Discipline reminders

  • Trust artifacts more than events. If your event log says a benchmark completed but the BUGS.md is empty, re-run that benchmark.
  • Calibrated reporting. Don't claim recall numbers without computing them from actual BUGS.md files. Don't claim a Ship verdict without an actual Council synthesis.
  • No wall-clock estimates. When reporting time-to-completion, use phase counts (3 benchmarks remaining) not durations.
  • Verify before claiming. Before saying "lever change committed," confirm the commit SHA via git log. Before saying "audit written," confirm the file exists and is non-empty.
  • No per-phase briefs. This template is the brief. Don't produce intermediate planning docs for individual benchmarks.

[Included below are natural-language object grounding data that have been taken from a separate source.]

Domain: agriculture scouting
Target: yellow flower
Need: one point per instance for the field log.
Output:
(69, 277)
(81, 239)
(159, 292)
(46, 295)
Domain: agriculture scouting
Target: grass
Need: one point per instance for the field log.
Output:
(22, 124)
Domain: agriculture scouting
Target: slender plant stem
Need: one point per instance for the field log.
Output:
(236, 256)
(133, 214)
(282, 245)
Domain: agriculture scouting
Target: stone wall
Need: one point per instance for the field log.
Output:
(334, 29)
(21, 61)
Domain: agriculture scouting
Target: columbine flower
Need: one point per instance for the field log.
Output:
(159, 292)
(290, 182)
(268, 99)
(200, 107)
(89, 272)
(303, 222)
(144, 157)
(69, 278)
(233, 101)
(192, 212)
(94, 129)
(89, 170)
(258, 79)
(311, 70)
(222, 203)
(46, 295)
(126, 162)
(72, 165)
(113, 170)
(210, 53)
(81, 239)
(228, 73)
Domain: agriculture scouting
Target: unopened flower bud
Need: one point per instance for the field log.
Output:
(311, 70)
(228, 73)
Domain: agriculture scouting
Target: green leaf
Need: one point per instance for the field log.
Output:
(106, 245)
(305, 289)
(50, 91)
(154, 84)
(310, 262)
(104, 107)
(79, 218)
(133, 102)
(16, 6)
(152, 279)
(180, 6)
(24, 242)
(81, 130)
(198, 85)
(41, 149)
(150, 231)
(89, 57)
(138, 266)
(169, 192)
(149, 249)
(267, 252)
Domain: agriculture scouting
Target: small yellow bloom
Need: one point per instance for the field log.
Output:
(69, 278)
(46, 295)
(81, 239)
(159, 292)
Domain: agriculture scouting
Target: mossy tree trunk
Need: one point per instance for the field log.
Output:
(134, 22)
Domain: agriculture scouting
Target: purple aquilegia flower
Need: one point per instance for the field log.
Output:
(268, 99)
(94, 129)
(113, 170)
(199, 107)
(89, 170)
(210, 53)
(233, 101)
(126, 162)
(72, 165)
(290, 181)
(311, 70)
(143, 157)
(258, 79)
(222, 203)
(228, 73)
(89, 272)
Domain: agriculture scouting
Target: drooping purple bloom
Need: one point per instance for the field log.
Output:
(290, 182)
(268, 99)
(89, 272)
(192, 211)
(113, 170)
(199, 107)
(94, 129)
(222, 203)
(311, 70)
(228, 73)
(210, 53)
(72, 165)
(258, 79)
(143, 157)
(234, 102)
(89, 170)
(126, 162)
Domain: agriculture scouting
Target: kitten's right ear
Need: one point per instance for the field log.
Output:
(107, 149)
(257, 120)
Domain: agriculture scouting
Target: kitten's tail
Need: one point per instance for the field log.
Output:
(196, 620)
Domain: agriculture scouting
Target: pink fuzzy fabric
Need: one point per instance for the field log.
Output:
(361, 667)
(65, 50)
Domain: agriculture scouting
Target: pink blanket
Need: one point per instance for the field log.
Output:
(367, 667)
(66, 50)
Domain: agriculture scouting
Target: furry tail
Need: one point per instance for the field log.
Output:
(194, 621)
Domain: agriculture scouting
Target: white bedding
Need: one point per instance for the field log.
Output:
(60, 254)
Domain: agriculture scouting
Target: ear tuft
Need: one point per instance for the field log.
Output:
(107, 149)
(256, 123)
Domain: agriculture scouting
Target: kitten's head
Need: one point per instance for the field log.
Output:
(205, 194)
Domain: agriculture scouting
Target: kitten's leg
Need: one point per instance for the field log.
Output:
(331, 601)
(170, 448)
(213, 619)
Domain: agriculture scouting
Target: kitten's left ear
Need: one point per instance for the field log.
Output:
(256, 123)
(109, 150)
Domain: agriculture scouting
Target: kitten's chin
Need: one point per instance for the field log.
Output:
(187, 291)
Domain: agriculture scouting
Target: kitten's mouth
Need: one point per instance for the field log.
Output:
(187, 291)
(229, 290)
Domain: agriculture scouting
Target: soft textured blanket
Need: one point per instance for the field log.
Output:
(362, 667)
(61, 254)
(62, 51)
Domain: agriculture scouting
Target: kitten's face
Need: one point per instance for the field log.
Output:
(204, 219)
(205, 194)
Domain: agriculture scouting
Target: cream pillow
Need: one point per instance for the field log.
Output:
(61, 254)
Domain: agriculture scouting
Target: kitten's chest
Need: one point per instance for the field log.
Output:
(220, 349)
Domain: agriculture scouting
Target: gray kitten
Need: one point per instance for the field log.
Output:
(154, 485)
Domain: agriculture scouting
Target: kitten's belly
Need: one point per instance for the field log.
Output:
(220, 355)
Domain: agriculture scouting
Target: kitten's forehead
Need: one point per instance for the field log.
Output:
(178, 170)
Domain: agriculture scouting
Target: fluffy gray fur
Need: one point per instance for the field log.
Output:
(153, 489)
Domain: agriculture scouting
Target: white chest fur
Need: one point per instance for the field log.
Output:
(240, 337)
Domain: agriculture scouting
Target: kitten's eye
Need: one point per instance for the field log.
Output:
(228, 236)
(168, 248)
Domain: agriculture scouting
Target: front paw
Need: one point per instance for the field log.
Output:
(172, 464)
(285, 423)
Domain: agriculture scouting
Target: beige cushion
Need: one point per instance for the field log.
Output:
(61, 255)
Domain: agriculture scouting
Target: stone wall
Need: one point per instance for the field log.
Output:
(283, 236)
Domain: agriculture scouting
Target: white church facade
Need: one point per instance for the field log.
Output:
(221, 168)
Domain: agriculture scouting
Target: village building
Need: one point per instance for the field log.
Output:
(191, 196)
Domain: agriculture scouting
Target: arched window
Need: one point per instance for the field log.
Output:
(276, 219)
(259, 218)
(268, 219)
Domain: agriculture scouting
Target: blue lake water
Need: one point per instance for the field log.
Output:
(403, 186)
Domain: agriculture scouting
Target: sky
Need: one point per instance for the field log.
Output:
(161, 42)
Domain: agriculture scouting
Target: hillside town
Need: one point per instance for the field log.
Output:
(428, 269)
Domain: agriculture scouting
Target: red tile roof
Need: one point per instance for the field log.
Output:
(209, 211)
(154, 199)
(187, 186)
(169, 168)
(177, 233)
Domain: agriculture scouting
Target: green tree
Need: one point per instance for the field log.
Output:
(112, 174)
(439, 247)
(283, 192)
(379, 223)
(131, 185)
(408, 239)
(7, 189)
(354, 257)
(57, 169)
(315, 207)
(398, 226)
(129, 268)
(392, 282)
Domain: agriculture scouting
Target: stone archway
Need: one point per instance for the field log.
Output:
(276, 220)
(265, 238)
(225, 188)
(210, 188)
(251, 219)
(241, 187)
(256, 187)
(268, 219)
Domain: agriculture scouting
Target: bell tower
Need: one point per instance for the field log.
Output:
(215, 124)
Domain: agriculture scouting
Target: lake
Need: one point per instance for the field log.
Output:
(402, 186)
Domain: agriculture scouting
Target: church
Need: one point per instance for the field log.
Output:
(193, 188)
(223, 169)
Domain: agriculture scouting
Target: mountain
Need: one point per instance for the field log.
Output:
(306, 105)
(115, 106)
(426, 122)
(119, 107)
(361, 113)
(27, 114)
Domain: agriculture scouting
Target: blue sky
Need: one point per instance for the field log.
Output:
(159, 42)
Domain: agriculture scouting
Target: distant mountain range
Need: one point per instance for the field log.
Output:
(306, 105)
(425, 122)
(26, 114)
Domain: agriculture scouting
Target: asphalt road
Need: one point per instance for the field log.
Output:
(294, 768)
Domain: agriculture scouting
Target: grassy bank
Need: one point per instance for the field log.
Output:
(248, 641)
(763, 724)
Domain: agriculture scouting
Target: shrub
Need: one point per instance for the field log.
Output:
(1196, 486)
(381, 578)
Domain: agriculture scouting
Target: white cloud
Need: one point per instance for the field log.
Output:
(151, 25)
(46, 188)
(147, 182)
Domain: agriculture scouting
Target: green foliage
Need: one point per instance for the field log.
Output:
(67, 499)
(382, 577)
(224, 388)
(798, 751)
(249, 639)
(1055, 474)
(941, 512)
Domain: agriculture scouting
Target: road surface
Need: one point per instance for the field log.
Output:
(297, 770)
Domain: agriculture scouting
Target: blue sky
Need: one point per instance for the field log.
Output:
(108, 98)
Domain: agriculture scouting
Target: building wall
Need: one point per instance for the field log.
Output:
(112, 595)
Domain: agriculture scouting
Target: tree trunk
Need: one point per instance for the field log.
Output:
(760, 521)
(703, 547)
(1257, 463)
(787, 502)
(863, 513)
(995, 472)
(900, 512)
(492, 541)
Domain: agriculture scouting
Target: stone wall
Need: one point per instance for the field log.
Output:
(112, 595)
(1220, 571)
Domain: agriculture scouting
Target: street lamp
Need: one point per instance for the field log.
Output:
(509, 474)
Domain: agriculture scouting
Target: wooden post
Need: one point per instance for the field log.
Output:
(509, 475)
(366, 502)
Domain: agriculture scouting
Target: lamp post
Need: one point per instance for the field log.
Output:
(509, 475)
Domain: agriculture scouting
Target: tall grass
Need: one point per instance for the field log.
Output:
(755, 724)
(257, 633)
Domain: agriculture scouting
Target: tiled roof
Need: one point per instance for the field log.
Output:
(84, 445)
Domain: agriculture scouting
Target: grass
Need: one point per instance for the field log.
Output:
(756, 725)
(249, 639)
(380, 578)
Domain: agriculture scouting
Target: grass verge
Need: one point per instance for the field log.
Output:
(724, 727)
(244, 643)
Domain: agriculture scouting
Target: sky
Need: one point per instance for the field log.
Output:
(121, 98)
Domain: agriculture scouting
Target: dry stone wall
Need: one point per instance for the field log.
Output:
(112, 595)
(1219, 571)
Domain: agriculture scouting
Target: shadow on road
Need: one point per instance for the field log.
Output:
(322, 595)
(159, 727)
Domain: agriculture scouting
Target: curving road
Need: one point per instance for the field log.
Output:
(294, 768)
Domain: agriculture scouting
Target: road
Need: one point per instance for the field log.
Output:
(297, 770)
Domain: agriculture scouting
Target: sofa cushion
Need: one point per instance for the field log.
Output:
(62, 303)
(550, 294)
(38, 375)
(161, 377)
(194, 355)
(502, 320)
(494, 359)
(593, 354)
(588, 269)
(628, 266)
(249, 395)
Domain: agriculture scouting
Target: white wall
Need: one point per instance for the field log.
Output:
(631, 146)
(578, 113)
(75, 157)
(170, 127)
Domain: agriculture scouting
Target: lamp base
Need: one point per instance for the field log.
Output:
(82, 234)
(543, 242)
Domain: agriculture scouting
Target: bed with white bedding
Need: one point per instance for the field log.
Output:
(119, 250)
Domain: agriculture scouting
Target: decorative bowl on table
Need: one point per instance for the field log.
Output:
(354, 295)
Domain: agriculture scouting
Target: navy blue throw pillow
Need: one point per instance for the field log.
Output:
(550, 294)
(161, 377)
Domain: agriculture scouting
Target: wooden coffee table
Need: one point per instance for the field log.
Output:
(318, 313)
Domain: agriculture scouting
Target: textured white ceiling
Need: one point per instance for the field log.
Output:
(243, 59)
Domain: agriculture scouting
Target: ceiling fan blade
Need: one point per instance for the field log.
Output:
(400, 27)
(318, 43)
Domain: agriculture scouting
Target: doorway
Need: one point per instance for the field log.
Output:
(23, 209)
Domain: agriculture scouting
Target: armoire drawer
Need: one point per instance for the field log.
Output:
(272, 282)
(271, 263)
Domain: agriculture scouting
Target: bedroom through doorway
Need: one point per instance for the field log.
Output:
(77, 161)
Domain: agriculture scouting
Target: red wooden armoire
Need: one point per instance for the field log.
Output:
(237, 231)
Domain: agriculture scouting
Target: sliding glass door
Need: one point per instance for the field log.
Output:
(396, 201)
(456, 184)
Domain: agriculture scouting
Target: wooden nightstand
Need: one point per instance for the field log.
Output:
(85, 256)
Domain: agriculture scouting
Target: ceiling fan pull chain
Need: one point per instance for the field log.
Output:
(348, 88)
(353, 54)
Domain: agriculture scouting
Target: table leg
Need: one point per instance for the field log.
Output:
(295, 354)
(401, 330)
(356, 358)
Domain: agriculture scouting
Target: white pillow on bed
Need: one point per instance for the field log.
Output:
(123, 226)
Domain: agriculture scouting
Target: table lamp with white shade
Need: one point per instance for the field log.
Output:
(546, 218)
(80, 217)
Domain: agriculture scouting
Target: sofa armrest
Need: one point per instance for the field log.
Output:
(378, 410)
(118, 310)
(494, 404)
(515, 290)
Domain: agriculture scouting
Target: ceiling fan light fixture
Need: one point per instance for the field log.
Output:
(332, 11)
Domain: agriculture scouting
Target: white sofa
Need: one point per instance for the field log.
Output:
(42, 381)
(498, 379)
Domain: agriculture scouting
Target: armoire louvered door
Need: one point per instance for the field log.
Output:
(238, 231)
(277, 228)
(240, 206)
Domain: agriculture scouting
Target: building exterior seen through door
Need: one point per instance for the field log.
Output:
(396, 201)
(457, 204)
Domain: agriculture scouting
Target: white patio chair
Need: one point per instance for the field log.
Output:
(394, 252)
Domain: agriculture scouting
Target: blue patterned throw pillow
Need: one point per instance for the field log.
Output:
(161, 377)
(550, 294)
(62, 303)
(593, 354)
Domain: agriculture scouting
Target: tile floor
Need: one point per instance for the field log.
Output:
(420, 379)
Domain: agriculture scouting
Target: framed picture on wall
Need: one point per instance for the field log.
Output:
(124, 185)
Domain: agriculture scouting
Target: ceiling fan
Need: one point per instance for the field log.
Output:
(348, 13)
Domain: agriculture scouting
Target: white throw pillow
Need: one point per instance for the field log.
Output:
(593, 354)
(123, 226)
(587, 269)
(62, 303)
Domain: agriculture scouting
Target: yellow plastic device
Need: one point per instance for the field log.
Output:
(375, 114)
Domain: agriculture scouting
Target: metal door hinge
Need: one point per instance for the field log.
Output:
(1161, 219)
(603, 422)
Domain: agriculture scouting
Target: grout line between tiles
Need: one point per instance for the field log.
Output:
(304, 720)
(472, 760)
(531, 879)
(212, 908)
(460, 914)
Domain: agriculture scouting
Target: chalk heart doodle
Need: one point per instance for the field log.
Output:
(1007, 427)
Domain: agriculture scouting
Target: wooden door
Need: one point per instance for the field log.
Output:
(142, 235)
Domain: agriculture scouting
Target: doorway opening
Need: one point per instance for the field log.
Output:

Out of scope for this orchestrator

  • Designing the lever change. The operator provides <lever_change_description>; you apply it, you don't invent it.
  • Modifying the playbook prose (SKILL.md, references/exploration_patterns.md beyond the documented lever change). If the cycle reveals a non-lever defect (e.g., the runner-side "Phase 1 archived as complete with 0-line EXPLORATION.md" finding), document it in the audit's "Cycle Findings" section but don't auto-fix it; that's a separate cycle or a v1.5.7 cleanup item.
  • Promoting a Ship verdict to a release tag. The cycle's commit ships the lever change; the release happens separately when v1.5.6 (or whichever version) is ready to ship.